THE gap between imports and exports continues to
widen on the back of the country’s collapsing industrial production capacity
and poor exports, Zimbabwe Statistical Agency (ZimStat) has revealed.
“Zimbabwe imported goods worth US$6.55 billion against exports of
US$2.78 billion in the ten months to October 2013.
“Resultantly, the trade deficit widened by 25 percent to US$3.77
billion from US$3.02 billion recorded in August,”
ZimStat added that South Africa remained the largest trading
partner accounting for 48 percent (US$3.17 billion) of the imports and 73
percent (US$2.04 billion) of exports mainly driven by the country's mineral
outputs.
Since the land exercise Zimbabwe has been importing food from
South Africa and neighbouring countries due to poor farming methods employed by
the new farmers, coupled with erratic rains.
Late last year MDC-T shadow finance minister Tendai Biti said the problems facing the
country cannot be patched up overnight and that the situation is set to worsen
on the back of an under-funded agricultural season.
“I have move around the country and there has not been much
in terms of land preparation, it means we are going to experience food deficit,
agriculture has been underfunded, inputs distributed under the presidential
scheme are too little and banks have only lent less than US$200million.
“Economic indicators show that there will be a
serious shrink of 23 percent in the agricultural sector, 32 percent in mining
while the economy will grow by between 1.5 percent to 1.8 percent next year,”
said Biti.
Capacity utilisation is said to have deteriorated to below 39
percent owing to a cocktail of challenges chief among them expensive but
unreliable water and power supplies, lack of spare parts and unavailability of
cheap funds for recapitalisation.
The situation has also resulted in retrenchments
of at least 300 workers per week with many companies downsizing or folding
operations.
Seasoned market watchers Tetrad Securities said
the situation is not health and requires immediate attention.
“Solutions are also needed for the widening trade deficit.
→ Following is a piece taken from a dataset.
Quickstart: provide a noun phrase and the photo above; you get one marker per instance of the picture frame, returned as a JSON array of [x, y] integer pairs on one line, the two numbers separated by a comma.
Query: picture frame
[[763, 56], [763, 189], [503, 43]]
We
remain a net importer owing to capacity constraints in industry. The further 25
percent increase in the deficit to US$3.77billion shows that the situation
continues to deteriorate which is not healthy.
“Furthermore, the deficit was mainly affected by
the low exports that have been recorded this year. Value from exports was low
owing to softening global commodity prices but what is worrying is the fact that
production in most minerals has remained very low due to funding issues and
this has made Zimbabwe extremely vulnerable,” said Tetrad.